Let k be a finite field. Is it true that the number of irreducible polynomials in k[x] is also finite?

Question

I know this question has been asked before and I understand that it can be proved using the same sort of proof as the one used to show that there's infinite primes, but are there other ways of showing this? Perhaps a counter example?

Answer 1

One nice approach is to actually count the irreducible polynomials of given degree. For example, see the answers to this question: How many irreducible polynomials of degree $n$ exist over $\mathbb{F}_p$? (this question uses prime fields, but exactly the same arguments and formulas work if $p$ is a power of a prime)

In particular, there is at least one irreducible polynomial of any given degree. Since there are infinitely many degrees, there are infinitely many irreducible polynomials.

Answer 2

Suppose there are only finitely many irreducible polynomials. Consider the splitting field $K$ of their product, which is finite dimensional over $k$, hence finite.

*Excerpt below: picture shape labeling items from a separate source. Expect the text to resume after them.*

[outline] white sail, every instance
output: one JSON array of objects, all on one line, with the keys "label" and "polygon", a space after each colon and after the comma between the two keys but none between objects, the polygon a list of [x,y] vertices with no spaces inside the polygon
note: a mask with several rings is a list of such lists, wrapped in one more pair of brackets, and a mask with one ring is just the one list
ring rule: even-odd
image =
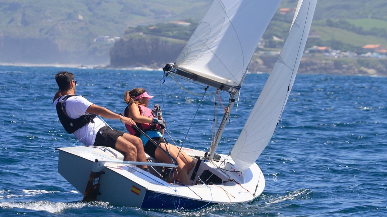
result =
[{"label": "white sail", "polygon": [[234,148],[231,157],[243,172],[272,136],[294,82],[317,0],[303,0],[288,38]]},{"label": "white sail", "polygon": [[239,86],[280,1],[214,0],[173,67]]}]

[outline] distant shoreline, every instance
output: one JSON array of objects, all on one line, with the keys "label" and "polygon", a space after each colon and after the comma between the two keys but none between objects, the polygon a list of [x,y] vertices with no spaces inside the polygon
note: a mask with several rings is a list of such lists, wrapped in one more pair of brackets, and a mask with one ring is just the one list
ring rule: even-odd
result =
[{"label": "distant shoreline", "polygon": [[118,70],[141,70],[144,71],[162,71],[161,68],[152,69],[146,67],[129,67],[127,68],[113,68],[108,67],[106,65],[85,65],[79,64],[39,64],[34,63],[17,62],[0,62],[0,65],[5,66],[22,66],[26,67],[56,67],[57,68],[73,68],[75,69],[109,69]]},{"label": "distant shoreline", "polygon": [[[147,67],[134,67],[123,68],[114,68],[109,67],[105,65],[84,65],[75,64],[38,64],[29,63],[9,63],[9,62],[0,62],[0,66],[21,66],[25,67],[55,67],[57,68],[70,68],[74,69],[113,69],[116,70],[139,70],[141,71],[163,71],[161,68],[158,69],[153,69]],[[271,71],[271,69],[270,71]],[[384,74],[334,74],[332,73],[319,73],[321,71],[319,71],[319,72],[312,73],[310,72],[305,72],[304,71],[300,71],[299,69],[298,74],[314,74],[314,75],[336,75],[336,76],[366,76],[373,77],[385,77],[387,76]],[[262,71],[248,71],[248,74],[269,74],[270,72],[266,72]]]}]

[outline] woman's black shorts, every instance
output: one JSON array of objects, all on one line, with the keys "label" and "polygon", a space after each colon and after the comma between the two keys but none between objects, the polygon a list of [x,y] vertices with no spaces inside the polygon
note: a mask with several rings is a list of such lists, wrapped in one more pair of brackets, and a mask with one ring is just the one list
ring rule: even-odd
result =
[{"label": "woman's black shorts", "polygon": [[[159,145],[160,143],[161,143],[167,144],[166,141],[163,137],[153,137],[152,138],[152,139],[156,142],[156,143],[158,145]],[[144,151],[151,157],[156,158],[154,157],[154,153],[156,151],[156,148],[157,148],[158,147],[149,140],[145,144],[145,146],[144,146]]]},{"label": "woman's black shorts", "polygon": [[117,139],[123,134],[123,132],[112,129],[108,126],[102,127],[97,133],[94,145],[107,146],[115,149]]}]

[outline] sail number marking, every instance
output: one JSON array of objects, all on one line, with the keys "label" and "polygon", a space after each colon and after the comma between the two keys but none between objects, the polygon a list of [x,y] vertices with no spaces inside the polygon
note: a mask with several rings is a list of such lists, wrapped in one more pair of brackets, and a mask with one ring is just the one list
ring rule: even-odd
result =
[{"label": "sail number marking", "polygon": [[234,168],[234,167],[231,167],[231,169],[232,169],[233,170],[234,170],[235,172],[235,173],[237,175],[238,175],[238,176],[240,176],[241,177],[242,177],[242,175],[241,174],[239,173],[239,172],[237,171],[235,169],[235,168]]}]

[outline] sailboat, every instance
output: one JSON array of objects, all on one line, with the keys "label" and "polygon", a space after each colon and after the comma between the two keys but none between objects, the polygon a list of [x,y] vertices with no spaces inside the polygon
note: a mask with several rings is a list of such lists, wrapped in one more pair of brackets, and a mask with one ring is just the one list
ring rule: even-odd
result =
[{"label": "sailboat", "polygon": [[[195,162],[190,185],[168,183],[163,170],[172,164],[123,160],[109,147],[58,148],[58,170],[84,200],[144,208],[194,210],[216,203],[252,201],[265,179],[255,161],[273,136],[293,85],[317,0],[300,0],[288,36],[231,153],[216,153],[260,39],[280,0],[214,0],[173,64],[164,73],[204,84],[229,95],[208,152],[182,147]],[[147,156],[149,157],[149,156]],[[150,172],[136,167],[149,165]]]}]

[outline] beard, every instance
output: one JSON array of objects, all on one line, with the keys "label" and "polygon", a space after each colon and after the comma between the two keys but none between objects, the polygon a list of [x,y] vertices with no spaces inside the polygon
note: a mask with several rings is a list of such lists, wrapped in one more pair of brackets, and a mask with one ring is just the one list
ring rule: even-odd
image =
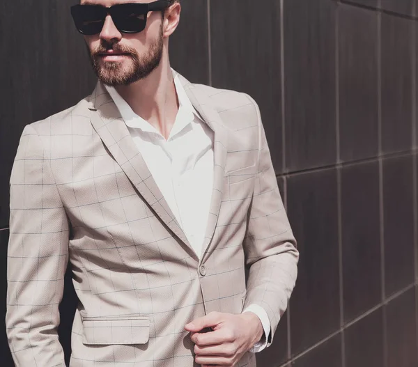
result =
[{"label": "beard", "polygon": [[[162,26],[159,36],[150,45],[148,52],[144,55],[139,55],[132,47],[102,40],[100,45],[90,52],[91,64],[98,78],[104,84],[128,86],[146,78],[158,67],[162,58],[163,45]],[[100,54],[110,49],[125,54],[125,60],[123,62],[101,62]],[[129,58],[129,61],[126,58]]]}]

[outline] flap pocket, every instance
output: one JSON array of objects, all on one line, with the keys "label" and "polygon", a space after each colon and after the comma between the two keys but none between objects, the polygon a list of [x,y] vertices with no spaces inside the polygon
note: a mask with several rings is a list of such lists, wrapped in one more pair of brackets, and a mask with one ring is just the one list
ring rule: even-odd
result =
[{"label": "flap pocket", "polygon": [[229,185],[253,178],[256,174],[256,165],[244,167],[228,172]]},{"label": "flap pocket", "polygon": [[84,344],[146,344],[149,337],[150,319],[147,317],[83,319]]}]

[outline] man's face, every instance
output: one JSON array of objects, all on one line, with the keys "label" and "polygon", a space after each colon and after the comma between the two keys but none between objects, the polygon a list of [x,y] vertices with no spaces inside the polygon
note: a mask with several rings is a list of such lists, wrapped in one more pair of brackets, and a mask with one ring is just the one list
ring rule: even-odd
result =
[{"label": "man's face", "polygon": [[[82,0],[86,3],[111,6],[153,0]],[[160,64],[163,52],[162,17],[148,13],[146,28],[139,33],[122,33],[107,15],[102,32],[85,36],[93,69],[99,79],[111,86],[127,86],[148,77]]]}]

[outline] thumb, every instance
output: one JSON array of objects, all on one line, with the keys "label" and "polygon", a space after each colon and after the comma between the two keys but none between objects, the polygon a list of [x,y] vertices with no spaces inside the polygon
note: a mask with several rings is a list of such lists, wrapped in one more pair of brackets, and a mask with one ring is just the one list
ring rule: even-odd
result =
[{"label": "thumb", "polygon": [[211,312],[203,318],[194,320],[185,326],[185,329],[192,333],[197,333],[206,327],[214,327],[222,322],[221,313]]}]

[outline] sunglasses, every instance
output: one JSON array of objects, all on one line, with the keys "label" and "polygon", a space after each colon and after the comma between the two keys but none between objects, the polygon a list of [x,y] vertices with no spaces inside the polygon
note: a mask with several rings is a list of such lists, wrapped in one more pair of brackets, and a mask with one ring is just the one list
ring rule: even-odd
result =
[{"label": "sunglasses", "polygon": [[77,31],[86,36],[100,33],[108,14],[120,32],[137,33],[145,29],[149,12],[162,11],[170,5],[169,0],[149,3],[121,3],[109,8],[78,4],[71,7],[71,15]]}]

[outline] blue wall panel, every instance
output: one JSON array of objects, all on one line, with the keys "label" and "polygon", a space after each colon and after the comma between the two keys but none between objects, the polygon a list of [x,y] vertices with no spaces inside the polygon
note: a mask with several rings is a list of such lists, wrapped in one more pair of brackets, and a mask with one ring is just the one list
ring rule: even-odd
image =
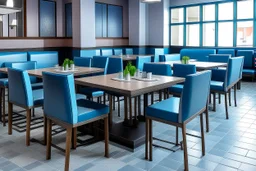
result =
[{"label": "blue wall panel", "polygon": [[108,37],[123,37],[123,8],[108,5]]},{"label": "blue wall panel", "polygon": [[56,36],[56,2],[40,0],[40,37]]},{"label": "blue wall panel", "polygon": [[66,37],[72,37],[72,3],[65,4]]}]

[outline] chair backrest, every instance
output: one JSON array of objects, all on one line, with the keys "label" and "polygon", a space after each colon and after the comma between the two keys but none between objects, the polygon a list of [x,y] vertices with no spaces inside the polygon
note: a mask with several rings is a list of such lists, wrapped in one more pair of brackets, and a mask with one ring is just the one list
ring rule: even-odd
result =
[{"label": "chair backrest", "polygon": [[179,61],[180,54],[160,55],[159,60],[160,62]]},{"label": "chair backrest", "polygon": [[210,54],[209,62],[228,63],[229,58],[231,58],[231,55],[229,55],[229,54]]},{"label": "chair backrest", "polygon": [[22,107],[34,105],[32,87],[27,71],[8,68],[9,101]]},{"label": "chair backrest", "polygon": [[182,123],[202,111],[210,92],[211,71],[186,76],[180,108],[179,122]]},{"label": "chair backrest", "polygon": [[[5,66],[8,68],[15,68],[20,70],[32,70],[36,69],[37,62],[36,61],[26,61],[26,62],[6,62]],[[29,76],[31,83],[36,83],[37,78],[34,76]]]},{"label": "chair backrest", "polygon": [[101,49],[101,56],[112,56],[112,49]]},{"label": "chair backrest", "polygon": [[114,55],[121,55],[123,54],[123,49],[113,49]]},{"label": "chair backrest", "polygon": [[74,57],[76,66],[91,67],[92,57]]},{"label": "chair backrest", "polygon": [[164,49],[163,48],[156,48],[154,52],[154,62],[159,62],[159,56],[164,55]]},{"label": "chair backrest", "polygon": [[151,62],[151,56],[137,56],[136,58],[136,68],[140,71],[143,71],[144,69],[144,63]]},{"label": "chair backrest", "polygon": [[132,48],[126,48],[125,49],[125,54],[126,55],[133,55],[133,49]]},{"label": "chair backrest", "polygon": [[230,58],[227,66],[225,88],[234,85],[241,78],[241,66],[243,65],[244,57]]},{"label": "chair backrest", "polygon": [[75,124],[78,121],[73,75],[43,73],[44,114]]},{"label": "chair backrest", "polygon": [[172,75],[172,69],[169,64],[145,63],[143,71],[152,72],[152,74],[154,75],[163,75],[163,76]]},{"label": "chair backrest", "polygon": [[196,73],[196,66],[191,64],[173,64],[173,76],[186,77]]},{"label": "chair backrest", "polygon": [[253,50],[238,50],[237,56],[244,56],[244,68],[254,68],[254,51]]},{"label": "chair backrest", "polygon": [[92,67],[104,69],[104,75],[107,74],[109,57],[106,56],[94,56],[92,58]]},{"label": "chair backrest", "polygon": [[235,49],[219,49],[218,54],[228,54],[231,57],[235,56]]},{"label": "chair backrest", "polygon": [[118,72],[123,72],[123,59],[109,58],[107,74],[114,74]]}]

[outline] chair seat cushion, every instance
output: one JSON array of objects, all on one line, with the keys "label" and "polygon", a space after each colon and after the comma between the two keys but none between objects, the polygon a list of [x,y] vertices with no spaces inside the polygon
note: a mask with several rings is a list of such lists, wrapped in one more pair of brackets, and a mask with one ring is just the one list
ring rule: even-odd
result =
[{"label": "chair seat cushion", "polygon": [[172,97],[146,108],[146,116],[170,122],[179,120],[180,98]]},{"label": "chair seat cushion", "polygon": [[243,74],[254,75],[255,74],[255,70],[254,69],[243,69]]},{"label": "chair seat cushion", "polygon": [[32,90],[42,89],[43,88],[43,82],[40,83],[32,83]]},{"label": "chair seat cushion", "polygon": [[44,91],[43,89],[33,90],[34,105],[43,105]]},{"label": "chair seat cushion", "polygon": [[76,94],[76,100],[85,100],[86,99],[86,95],[83,94]]},{"label": "chair seat cushion", "polygon": [[181,94],[183,90],[184,85],[183,84],[176,84],[169,88],[169,92],[171,94]]},{"label": "chair seat cushion", "polygon": [[100,97],[103,96],[104,91],[101,91],[97,88],[92,88],[92,87],[83,87],[79,88],[79,93],[85,94],[88,97]]},{"label": "chair seat cushion", "polygon": [[0,86],[7,87],[8,86],[8,78],[1,78],[0,79]]},{"label": "chair seat cushion", "polygon": [[224,91],[224,82],[222,82],[222,81],[211,81],[211,90]]},{"label": "chair seat cushion", "polygon": [[77,101],[78,123],[109,113],[109,107],[89,100]]}]

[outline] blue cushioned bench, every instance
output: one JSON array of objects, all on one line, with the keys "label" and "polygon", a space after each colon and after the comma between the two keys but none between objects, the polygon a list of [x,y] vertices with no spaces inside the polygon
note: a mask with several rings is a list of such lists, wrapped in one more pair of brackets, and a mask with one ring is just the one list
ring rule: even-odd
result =
[{"label": "blue cushioned bench", "polygon": [[190,59],[196,59],[198,61],[208,61],[210,54],[216,54],[216,49],[182,49],[180,51],[180,57],[188,56]]},{"label": "blue cushioned bench", "polygon": [[42,51],[42,52],[28,52],[28,61],[36,61],[37,68],[49,68],[59,64],[58,52],[56,51]]}]

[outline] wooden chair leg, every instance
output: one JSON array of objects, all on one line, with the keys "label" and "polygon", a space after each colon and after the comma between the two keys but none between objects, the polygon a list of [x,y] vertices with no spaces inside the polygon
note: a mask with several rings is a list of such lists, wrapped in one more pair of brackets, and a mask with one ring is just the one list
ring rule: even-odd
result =
[{"label": "wooden chair leg", "polygon": [[47,123],[47,144],[46,144],[46,160],[51,159],[51,147],[52,147],[52,121],[46,118]]},{"label": "wooden chair leg", "polygon": [[105,129],[105,157],[109,157],[109,128],[108,128],[108,117],[104,119],[104,129]]},{"label": "wooden chair leg", "polygon": [[77,147],[77,128],[72,129],[72,149]]},{"label": "wooden chair leg", "polygon": [[225,93],[225,110],[226,110],[226,119],[228,119],[228,97],[227,97],[227,93]]},{"label": "wooden chair leg", "polygon": [[201,140],[202,140],[202,155],[205,155],[205,142],[204,142],[204,115],[200,115],[200,125],[201,125]]},{"label": "wooden chair leg", "polygon": [[236,103],[236,91],[237,91],[237,84],[234,86],[234,103],[235,103],[235,107],[237,107],[237,103]]},{"label": "wooden chair leg", "polygon": [[118,103],[118,117],[120,117],[121,116],[120,97],[117,97],[117,103]]},{"label": "wooden chair leg", "polygon": [[67,128],[66,150],[65,150],[65,151],[66,151],[66,156],[65,156],[65,171],[68,171],[68,170],[69,170],[71,136],[72,136],[72,128]]},{"label": "wooden chair leg", "polygon": [[182,124],[182,136],[183,136],[183,151],[184,151],[184,170],[188,171],[188,149],[186,138],[186,125]]},{"label": "wooden chair leg", "polygon": [[26,122],[26,145],[30,145],[30,123],[31,123],[31,109],[27,109],[27,122]]},{"label": "wooden chair leg", "polygon": [[148,140],[149,140],[149,137],[148,137],[148,134],[149,134],[149,119],[146,118],[146,140],[145,140],[145,159],[148,160]]},{"label": "wooden chair leg", "polygon": [[152,134],[152,120],[149,119],[149,161],[153,160],[153,134]]},{"label": "wooden chair leg", "polygon": [[12,135],[12,113],[13,113],[13,104],[8,102],[8,134]]}]

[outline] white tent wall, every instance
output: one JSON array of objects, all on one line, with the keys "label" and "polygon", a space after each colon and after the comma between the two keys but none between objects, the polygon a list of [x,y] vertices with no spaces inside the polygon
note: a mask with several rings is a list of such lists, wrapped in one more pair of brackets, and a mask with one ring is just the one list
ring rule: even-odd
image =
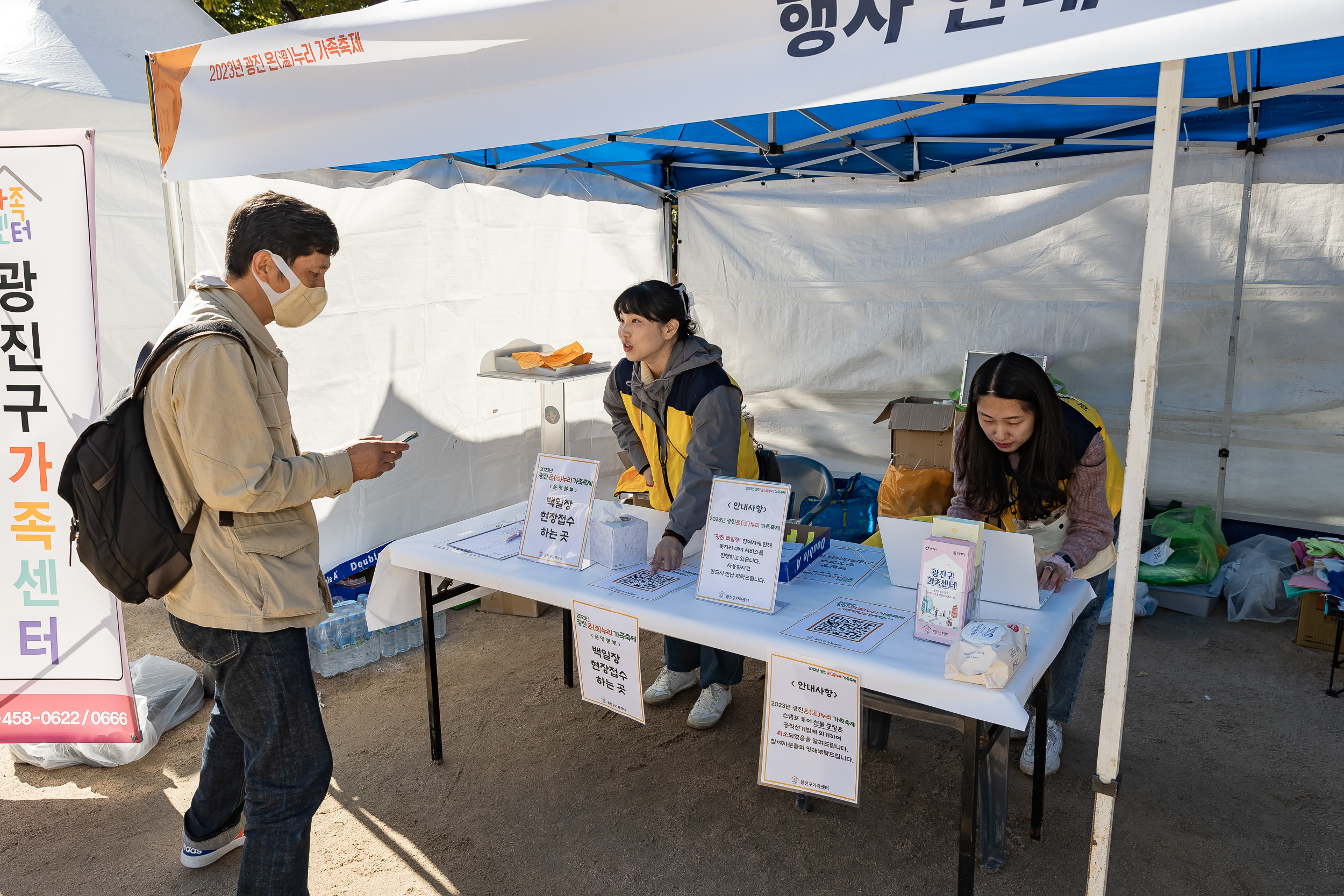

Suppose $K'$ is an algebraic extension field of $K$; if $b\in K'$, then $b$ is algebraic over $K$, hence also over $k$, so its minimal polynomial over $k$ is irreducible. But in $K$ there is a root of every irreducible polynomial in $k[x]$. Hence $b\in K$.

Therefore $K$ is algebraically closed.

Let $K=\{a_1=0,a_2=1,a_3,\dots,a_n\}$. The polynomial $$ (x-a_1)(x-a_2)(x-a_3)\dots(x-a_n)+1 $$ has no root in $K$.

Contradiction.

Answer 3

This is a bit of an overkill, and I'm not sure if you can make it non-circular, but here's one way to convince yourself that this is true.

For every finite field extension $K\supseteq F$, there is an irreducible $p\in F[x]$ such that $K$ is isomorphic (over $F$) to $F[x]/p$.

Answer 4

No, there exist irreducible polynomial in every degree, due to the following formula:

Let $p$ be a prime number, $q=p^n$. In $ \mathbf F_q[X]$, we have the factorisation: $$ X^{q^n}-X=\prod_{d\mid n}\prod_{\:\deg P=d,\\\text{ irreducible}}\mkern-12mu P$$

Answer 5

So after more reading, I believe I can show it is false by a counter-example.

Consider f(x) = xⁿ + 3 ∈ ℤ₅[x] with n ∈ ℕ. Then Eisenstein's criterion (with p = 3) says that f(x) is irreducible in ℚ[x] and therefore, f(x) is irreducible in ℤ₅[x] since ℤ₅[x] ⊂ ℚ[x]. This gives infinitely many irreducible polynomials in ℤ₅[x] because there's infinite possibilities for the value of the exponent n.

Therefore, the initial statement is false.